All of this Durven took in within the span of a few seconds, feeling the hair on the back of his neck rise. However, it was neither the unearthly howls of the wind nor the magnificent roars of thunder that caused it. He had gradually become aware of the ghastly, ghoulish whispering's source: the faint black figures that surrounded the cobbled area, facing Maffe. They were of differing size, from the stooped, gaunt figures of what would have otherwise been gnomes to the tall, impressive forms of what elves had succumbed to Jovandur's vice. They were hunched and had gnarled hands glimmering in the shadows of their lightless cloaks, and their faces were obscured from sight by the shadows cast by the hoods that had been drawn. The hems of their cloaks seemed to flicker, smokelike, in and out of view, and where the beings' feet should have touched down beneath the fabric was dissipated, tendrils of mist replacing what should have been solid. Durven thought he caught a whiff of what would have passed as heat had it not been so bitterly cold. The figures of the Witch-folk, for of their origin Durven had no doubt, were black and gaunt and terrifying, and their incessant whispering of familiar-sounding words cast a shadow upon his own heart. It was racing, and his breaths came in transitory gasps that tore from his mouth only by necessity. His bones seemed frozen in place, his throat tightened out of horror, and he would look back at this moment and realize that this fact was likely for the best, as he would otherwise have screamed. This was the first time that he had ever glimpsed any of these mythical, nightmarish beings born from the heart of Jovandur.

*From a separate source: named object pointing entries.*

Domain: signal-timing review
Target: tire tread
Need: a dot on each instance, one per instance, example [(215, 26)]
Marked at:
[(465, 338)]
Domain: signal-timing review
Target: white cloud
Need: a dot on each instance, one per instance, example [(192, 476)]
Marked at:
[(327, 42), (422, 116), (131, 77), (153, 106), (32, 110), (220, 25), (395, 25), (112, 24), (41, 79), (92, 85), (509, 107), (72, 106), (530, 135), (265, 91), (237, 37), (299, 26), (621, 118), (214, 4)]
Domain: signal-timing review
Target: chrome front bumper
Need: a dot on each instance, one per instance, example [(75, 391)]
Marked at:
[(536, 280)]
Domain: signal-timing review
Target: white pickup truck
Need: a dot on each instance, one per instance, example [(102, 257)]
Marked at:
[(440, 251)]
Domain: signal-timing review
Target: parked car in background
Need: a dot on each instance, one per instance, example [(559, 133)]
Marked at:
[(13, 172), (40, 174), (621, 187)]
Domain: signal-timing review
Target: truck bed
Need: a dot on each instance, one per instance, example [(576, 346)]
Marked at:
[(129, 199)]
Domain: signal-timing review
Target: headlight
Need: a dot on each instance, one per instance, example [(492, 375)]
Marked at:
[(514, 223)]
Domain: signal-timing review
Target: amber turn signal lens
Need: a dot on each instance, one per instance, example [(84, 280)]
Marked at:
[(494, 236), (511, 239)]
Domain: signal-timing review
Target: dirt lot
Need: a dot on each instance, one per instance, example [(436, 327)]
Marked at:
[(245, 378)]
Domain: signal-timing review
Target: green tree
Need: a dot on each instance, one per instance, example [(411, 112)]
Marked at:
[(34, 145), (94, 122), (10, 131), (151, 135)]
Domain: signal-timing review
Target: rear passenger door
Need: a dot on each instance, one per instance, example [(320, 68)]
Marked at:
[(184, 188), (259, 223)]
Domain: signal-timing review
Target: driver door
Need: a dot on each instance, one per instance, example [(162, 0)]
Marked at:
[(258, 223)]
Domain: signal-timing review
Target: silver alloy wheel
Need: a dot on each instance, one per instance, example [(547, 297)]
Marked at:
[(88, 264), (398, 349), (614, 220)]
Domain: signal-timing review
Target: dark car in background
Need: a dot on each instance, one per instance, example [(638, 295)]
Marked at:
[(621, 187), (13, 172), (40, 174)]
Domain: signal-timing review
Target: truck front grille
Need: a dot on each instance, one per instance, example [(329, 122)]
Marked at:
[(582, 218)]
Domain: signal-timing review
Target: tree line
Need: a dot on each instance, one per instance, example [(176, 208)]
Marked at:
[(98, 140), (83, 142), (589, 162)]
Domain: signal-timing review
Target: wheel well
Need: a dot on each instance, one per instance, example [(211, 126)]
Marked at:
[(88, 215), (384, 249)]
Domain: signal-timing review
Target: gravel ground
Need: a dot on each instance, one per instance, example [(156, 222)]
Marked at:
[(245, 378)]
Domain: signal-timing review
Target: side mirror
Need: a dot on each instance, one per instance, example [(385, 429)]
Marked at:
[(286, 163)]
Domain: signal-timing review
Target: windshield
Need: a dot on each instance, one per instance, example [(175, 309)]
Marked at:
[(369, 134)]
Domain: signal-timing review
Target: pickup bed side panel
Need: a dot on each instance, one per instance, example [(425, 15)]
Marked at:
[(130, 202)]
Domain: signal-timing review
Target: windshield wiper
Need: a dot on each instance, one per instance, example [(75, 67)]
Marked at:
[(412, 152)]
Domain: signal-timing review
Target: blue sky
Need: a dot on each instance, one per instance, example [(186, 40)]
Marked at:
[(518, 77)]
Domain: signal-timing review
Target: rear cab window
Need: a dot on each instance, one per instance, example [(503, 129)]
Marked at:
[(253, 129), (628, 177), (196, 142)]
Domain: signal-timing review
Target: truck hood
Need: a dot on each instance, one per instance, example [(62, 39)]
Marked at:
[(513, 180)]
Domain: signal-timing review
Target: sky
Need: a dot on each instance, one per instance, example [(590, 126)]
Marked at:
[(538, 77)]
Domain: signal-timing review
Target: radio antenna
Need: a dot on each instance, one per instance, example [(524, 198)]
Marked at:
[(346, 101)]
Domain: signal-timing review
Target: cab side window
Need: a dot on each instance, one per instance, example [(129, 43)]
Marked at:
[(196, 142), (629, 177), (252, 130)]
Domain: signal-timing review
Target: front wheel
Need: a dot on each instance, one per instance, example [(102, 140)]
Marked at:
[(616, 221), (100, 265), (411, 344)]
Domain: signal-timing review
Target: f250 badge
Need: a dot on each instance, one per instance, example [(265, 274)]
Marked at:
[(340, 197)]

And now Durven's attention turned back to Maffe, his friend, who stood stonelike in the center of the semi-ring. The ground beneath his outstretched stomach trembled as the storm overhead bellowed its challenge. There was no shadow of incredulity in Durven's mind now; his friend had been compromised and brought here to this place of evil by some unseen and unknowable spirit that possessed him. He had heard tell of... things, allegedly the souls of the deceased Witch-folk that had taken abode in the fallen Shnak structures: Shnak-Xon, Shnak-Korrg, Shnak-Rae, and Shnak-Dornn. The folk who had claimed to have witnessed these spectral beings called them by many names: Wraiths, Specters, Phantoms, and the details regarding their encounters varied. However, the basic facts remained unchanged: they were invisible, they could possess a person, and they then could control that person's actions.

Through the haze of fear, Durven's mind could just form a coherent thought: Maffe,old friend, could it be possible that a Wraith has you under its control?